Versuch 1: java -jar foobar.jar

Versuch 2: java -classpath .;foobar de.novanic.foobar.Main

Versuch 3: java -classpath .;foobar.jar de.novanic.foobar.Main

Versuch 4: java -cp .;foobar -jar foobar.jar

Versuch 5: java -cp .;foobar.jar -jar foobar.jar

Mehr Versuche zum Aufrufen eines JARs fallen mir nicht ein...
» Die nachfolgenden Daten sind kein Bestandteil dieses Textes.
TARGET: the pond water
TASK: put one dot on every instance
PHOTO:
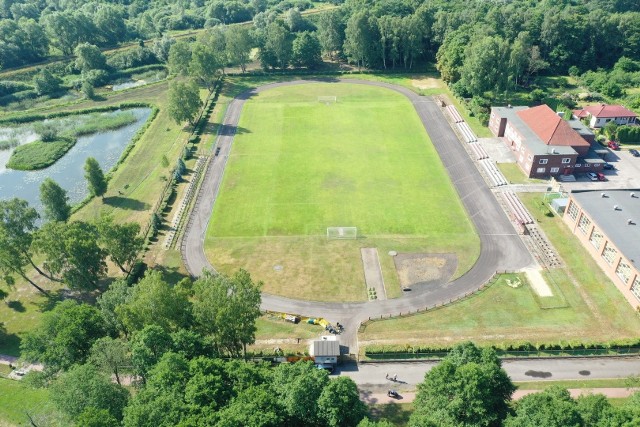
(68, 172)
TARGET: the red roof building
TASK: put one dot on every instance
(600, 115)
(543, 143)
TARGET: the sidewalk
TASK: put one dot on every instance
(382, 398)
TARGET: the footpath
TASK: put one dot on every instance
(408, 397)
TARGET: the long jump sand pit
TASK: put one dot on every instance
(425, 269)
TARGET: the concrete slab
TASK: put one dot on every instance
(373, 272)
(497, 151)
(538, 283)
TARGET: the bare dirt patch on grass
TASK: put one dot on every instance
(425, 269)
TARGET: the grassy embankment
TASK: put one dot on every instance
(594, 310)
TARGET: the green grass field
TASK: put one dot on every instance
(298, 166)
(591, 308)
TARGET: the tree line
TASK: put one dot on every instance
(74, 253)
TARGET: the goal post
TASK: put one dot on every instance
(328, 99)
(342, 233)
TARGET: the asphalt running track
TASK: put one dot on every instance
(501, 247)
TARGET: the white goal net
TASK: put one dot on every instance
(338, 233)
(328, 99)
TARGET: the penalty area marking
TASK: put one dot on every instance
(373, 272)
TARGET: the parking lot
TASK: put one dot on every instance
(625, 175)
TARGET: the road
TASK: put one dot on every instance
(370, 377)
(501, 247)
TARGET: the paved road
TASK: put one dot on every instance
(370, 377)
(501, 247)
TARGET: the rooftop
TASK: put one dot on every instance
(550, 127)
(535, 144)
(325, 348)
(614, 222)
(604, 111)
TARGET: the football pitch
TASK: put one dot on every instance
(298, 166)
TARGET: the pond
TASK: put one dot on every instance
(68, 172)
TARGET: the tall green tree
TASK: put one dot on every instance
(55, 201)
(184, 101)
(298, 387)
(179, 57)
(238, 44)
(71, 249)
(65, 335)
(227, 308)
(154, 302)
(331, 32)
(306, 50)
(339, 404)
(122, 242)
(89, 57)
(95, 178)
(85, 387)
(111, 356)
(205, 64)
(17, 225)
(554, 407)
(278, 46)
(361, 44)
(469, 387)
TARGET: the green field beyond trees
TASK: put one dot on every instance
(299, 166)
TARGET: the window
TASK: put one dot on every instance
(573, 210)
(596, 238)
(584, 224)
(609, 254)
(623, 271)
(635, 288)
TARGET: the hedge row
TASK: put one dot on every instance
(507, 347)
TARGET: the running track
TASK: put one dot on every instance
(501, 247)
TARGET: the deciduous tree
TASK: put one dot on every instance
(95, 178)
(227, 309)
(55, 201)
(184, 101)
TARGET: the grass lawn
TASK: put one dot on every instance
(593, 309)
(299, 166)
(16, 398)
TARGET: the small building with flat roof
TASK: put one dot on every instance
(325, 350)
(607, 223)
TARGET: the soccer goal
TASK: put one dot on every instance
(339, 233)
(328, 99)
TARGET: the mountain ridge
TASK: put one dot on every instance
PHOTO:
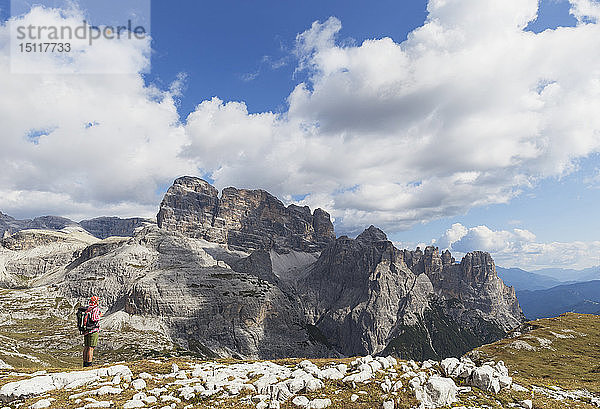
(244, 276)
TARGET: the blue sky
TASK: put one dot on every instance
(249, 52)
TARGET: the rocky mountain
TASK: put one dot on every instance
(101, 227)
(243, 219)
(242, 275)
(10, 225)
(366, 296)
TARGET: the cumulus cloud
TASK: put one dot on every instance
(518, 248)
(470, 110)
(85, 145)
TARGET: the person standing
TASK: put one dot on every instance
(91, 323)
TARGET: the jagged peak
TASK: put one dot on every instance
(372, 234)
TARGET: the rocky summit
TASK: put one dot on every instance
(243, 219)
(242, 275)
(366, 296)
(101, 227)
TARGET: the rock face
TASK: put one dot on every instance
(103, 227)
(366, 296)
(28, 254)
(293, 291)
(10, 225)
(206, 305)
(243, 219)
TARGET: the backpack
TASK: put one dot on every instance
(84, 320)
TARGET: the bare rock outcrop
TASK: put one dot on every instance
(104, 227)
(366, 296)
(243, 219)
(208, 307)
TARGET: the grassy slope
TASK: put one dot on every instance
(38, 330)
(571, 360)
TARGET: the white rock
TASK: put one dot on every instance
(526, 404)
(139, 384)
(107, 390)
(439, 391)
(485, 378)
(150, 399)
(518, 388)
(139, 396)
(41, 404)
(38, 385)
(131, 404)
(313, 385)
(96, 405)
(320, 403)
(331, 373)
(388, 404)
(301, 401)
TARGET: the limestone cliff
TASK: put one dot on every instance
(366, 296)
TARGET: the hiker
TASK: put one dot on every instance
(90, 328)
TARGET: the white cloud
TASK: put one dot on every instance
(103, 144)
(470, 110)
(519, 248)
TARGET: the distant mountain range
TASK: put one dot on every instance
(526, 280)
(100, 227)
(542, 294)
(579, 297)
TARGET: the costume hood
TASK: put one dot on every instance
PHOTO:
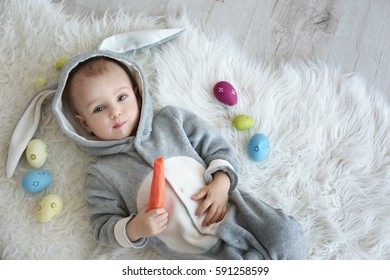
(118, 47)
(75, 131)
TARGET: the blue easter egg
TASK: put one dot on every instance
(258, 147)
(36, 181)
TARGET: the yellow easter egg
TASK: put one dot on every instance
(36, 153)
(40, 83)
(49, 207)
(61, 62)
(243, 122)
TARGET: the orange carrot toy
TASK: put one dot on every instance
(157, 191)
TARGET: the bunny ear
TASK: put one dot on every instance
(136, 40)
(26, 128)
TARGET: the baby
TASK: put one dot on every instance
(102, 103)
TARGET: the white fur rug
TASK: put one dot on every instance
(329, 163)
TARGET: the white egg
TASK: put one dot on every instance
(49, 207)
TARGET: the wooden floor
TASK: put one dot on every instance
(354, 34)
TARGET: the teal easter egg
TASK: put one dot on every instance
(36, 181)
(258, 147)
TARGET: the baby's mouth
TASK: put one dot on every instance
(119, 124)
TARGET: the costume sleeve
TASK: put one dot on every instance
(108, 213)
(210, 145)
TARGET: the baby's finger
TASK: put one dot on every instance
(203, 208)
(200, 194)
(212, 216)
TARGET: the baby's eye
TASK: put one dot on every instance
(122, 97)
(98, 109)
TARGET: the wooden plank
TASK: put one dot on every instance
(362, 42)
(351, 33)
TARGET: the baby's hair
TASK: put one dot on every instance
(94, 67)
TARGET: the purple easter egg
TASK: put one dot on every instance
(225, 93)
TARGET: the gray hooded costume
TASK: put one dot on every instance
(118, 184)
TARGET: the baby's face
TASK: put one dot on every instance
(106, 104)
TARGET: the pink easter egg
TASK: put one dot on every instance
(225, 93)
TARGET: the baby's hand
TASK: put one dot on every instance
(147, 224)
(215, 197)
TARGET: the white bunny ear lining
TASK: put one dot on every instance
(120, 43)
(136, 40)
(26, 128)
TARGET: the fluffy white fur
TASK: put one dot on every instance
(329, 163)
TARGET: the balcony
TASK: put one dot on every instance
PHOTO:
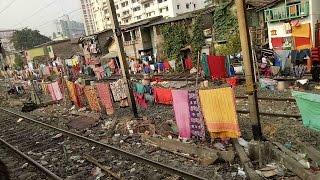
(288, 12)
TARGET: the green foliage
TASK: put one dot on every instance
(18, 61)
(28, 38)
(175, 38)
(224, 22)
(232, 46)
(198, 38)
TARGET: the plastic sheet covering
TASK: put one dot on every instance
(309, 106)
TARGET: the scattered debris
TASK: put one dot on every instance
(104, 168)
(57, 136)
(19, 120)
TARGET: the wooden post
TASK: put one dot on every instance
(249, 70)
(123, 63)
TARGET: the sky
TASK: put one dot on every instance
(37, 14)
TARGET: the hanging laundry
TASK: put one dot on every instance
(44, 87)
(99, 72)
(162, 95)
(302, 43)
(219, 111)
(139, 95)
(196, 119)
(166, 65)
(55, 91)
(308, 105)
(205, 66)
(172, 64)
(92, 98)
(72, 93)
(79, 95)
(277, 43)
(105, 97)
(217, 67)
(188, 63)
(118, 90)
(140, 100)
(140, 88)
(303, 30)
(182, 115)
(288, 28)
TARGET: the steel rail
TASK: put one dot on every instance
(270, 114)
(268, 98)
(111, 148)
(39, 166)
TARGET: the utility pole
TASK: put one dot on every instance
(249, 70)
(123, 63)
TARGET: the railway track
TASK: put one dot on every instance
(48, 146)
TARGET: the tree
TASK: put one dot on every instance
(175, 38)
(28, 38)
(198, 38)
(232, 46)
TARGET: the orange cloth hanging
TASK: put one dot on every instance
(219, 111)
(92, 98)
(303, 30)
(302, 43)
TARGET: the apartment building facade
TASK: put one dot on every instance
(131, 11)
(88, 17)
(69, 28)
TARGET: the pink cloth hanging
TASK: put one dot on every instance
(181, 111)
(217, 67)
(55, 92)
(105, 97)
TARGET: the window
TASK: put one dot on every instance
(127, 36)
(124, 4)
(147, 5)
(164, 9)
(125, 12)
(136, 8)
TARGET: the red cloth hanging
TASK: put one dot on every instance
(217, 67)
(188, 63)
(162, 96)
(166, 65)
(302, 43)
(277, 43)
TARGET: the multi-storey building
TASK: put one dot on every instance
(69, 28)
(5, 38)
(131, 11)
(8, 46)
(88, 16)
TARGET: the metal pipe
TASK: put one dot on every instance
(271, 114)
(249, 71)
(48, 172)
(123, 62)
(268, 99)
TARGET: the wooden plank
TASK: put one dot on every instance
(104, 168)
(291, 164)
(311, 151)
(245, 160)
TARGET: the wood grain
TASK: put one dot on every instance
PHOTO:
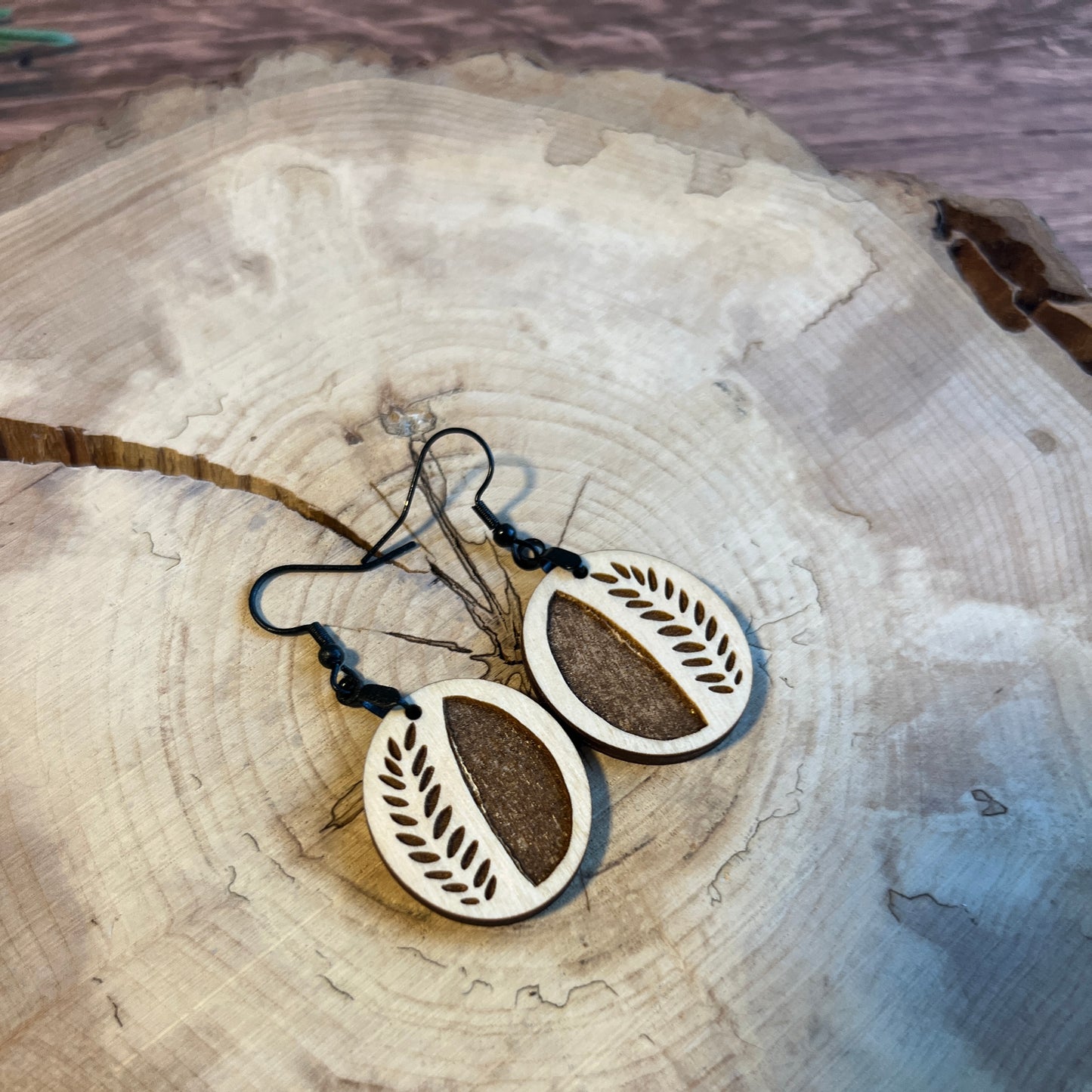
(481, 807)
(989, 98)
(682, 336)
Das Manifest sieht wie folgt aus:

  Manifest-Version: 1.0
  Ant-Version: Apache Ant 1.7.0
  Created-By: 1.6.0-b105 (Sun Microsystems Inc.)
  Main-Class: de.novanic.foobar.Main

Und das JAR-Archiv hat folgende Struktur:

  META-INF\MANIFEST.MF
  de\novanic\foobar\Main.class

Sieht jemand einen Fehler? Oder was könnte ich noch probieren?

Danke schonmal im Voraus!

Gruß Nova


----------



## Guest (4. Nov 2007)

Ist die Klasse in der Jar-Datei drin? 
Hast du nicht versehentlich ein Verzeichnis zu viel in die Jar Datei verpackt. z.B. classes/de/... usw.?


----------



## Novanic (4. Nov 2007)

Nein, die Klasse (class-Datei) ist richtig drin, wenn ich das JAR mit WinRAR öffne, sehe ich direkt den Ordner "META-INF" und den Ordner "de"...


----------



## Guest (4. Nov 2007)

Novanic hat gesagt.:
			
		

> Nein, die Klasse (class-Datei) ist richtig drin, wenn ich das JAR mit WinRAR öffne, sehe ich direkt den Ordner "META-INF" und den Ordner "de"...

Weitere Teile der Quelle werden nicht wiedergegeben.